# Reading and writing files in Python

## Native Python

### Opening Files

To open a file in python, you can use the built-in `open(...)` function. When you open a file, you need to tell Python what you want to do with it. You do this by specifying 
the mode argument. Possible modes are:  

* __r__ - Read only.

* __w__ - Write only. Anything previously in the file will be erased 

* __a__ - Append. Anything previously in the file is kept, and new things can be written at the end of the file. 

* __r+__ - Read and write.


If you do not supply a mode argument in the open function, it will default to read.


### Writing 

You can write to a file using the `write(...)` function. The content to be written must be given as a single `str`
argument.

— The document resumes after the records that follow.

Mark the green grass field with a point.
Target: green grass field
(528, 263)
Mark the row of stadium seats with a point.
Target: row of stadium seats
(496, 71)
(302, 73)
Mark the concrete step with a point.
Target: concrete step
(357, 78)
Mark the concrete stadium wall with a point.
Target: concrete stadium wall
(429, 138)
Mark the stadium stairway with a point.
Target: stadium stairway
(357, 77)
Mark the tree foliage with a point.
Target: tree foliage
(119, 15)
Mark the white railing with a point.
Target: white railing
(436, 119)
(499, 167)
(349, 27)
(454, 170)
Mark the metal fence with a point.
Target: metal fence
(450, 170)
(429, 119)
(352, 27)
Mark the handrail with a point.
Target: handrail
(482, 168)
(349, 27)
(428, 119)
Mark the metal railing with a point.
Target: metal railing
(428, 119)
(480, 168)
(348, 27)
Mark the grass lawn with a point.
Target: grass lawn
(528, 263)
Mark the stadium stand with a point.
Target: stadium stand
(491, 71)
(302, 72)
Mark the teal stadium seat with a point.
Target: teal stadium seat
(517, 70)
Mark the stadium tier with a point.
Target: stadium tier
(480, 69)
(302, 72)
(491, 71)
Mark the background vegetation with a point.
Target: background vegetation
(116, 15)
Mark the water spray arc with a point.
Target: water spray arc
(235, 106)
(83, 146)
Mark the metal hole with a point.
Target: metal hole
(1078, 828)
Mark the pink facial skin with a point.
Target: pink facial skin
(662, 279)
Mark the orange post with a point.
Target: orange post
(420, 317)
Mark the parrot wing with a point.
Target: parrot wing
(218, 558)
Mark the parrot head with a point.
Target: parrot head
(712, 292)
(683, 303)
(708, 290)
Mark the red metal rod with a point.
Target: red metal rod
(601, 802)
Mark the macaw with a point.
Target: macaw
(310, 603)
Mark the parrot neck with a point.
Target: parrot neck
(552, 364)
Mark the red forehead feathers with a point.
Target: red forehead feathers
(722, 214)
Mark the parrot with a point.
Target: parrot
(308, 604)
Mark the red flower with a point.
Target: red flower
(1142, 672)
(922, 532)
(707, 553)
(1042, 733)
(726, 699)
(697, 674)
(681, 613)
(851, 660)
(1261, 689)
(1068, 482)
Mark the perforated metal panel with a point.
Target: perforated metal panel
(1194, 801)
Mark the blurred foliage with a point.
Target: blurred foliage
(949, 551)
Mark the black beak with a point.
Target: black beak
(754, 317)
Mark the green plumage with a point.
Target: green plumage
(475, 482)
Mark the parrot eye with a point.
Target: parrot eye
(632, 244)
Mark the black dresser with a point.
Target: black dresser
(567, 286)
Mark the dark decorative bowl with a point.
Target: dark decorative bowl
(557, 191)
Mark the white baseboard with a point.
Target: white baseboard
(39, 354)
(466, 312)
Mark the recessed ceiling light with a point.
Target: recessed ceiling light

Invisible characters such as newlines must be written explicitly in the string. 




In [10]:
# Open a file in the current directory with write access - if the file 
# already exists its contents will be overwritten. 

fileForWriting = open('platonicWisdom', 'w')
fileForWriting.write('"The beginning is the most important part of the work."\n')
# Invoke the close() method to ensure that all output operations are completed
# and acquired system resources are released.
fileForWriting.close()

In [11]:
# Open the previously created "platonicWisdom" file with append access. 
# The file already exists and its contents will be appended to. 
fileForAppending = open('platonicWisdom', 'a')
anotherPlatoQuote = '"Wise men speak because they have something to say; Fools because they have to say something."\n'
fileForAppending.write(anotherPlatoQuote)
fileForAppending.close()

In [12]:
# Assign a literal list containing a single str-type element to the 
# identifier "theBestPlatoQuotes"
theBestPlatoQuotes = ['"I have hardly ever known a mathematician who was capable of reasoning."\n', 
                     '"Honesty is for the most part less profitable than dishonesty."\n', 
                     '"He was a wise man who invented beer."\n']

fileForAppending = open('platonicWisdom', 'a')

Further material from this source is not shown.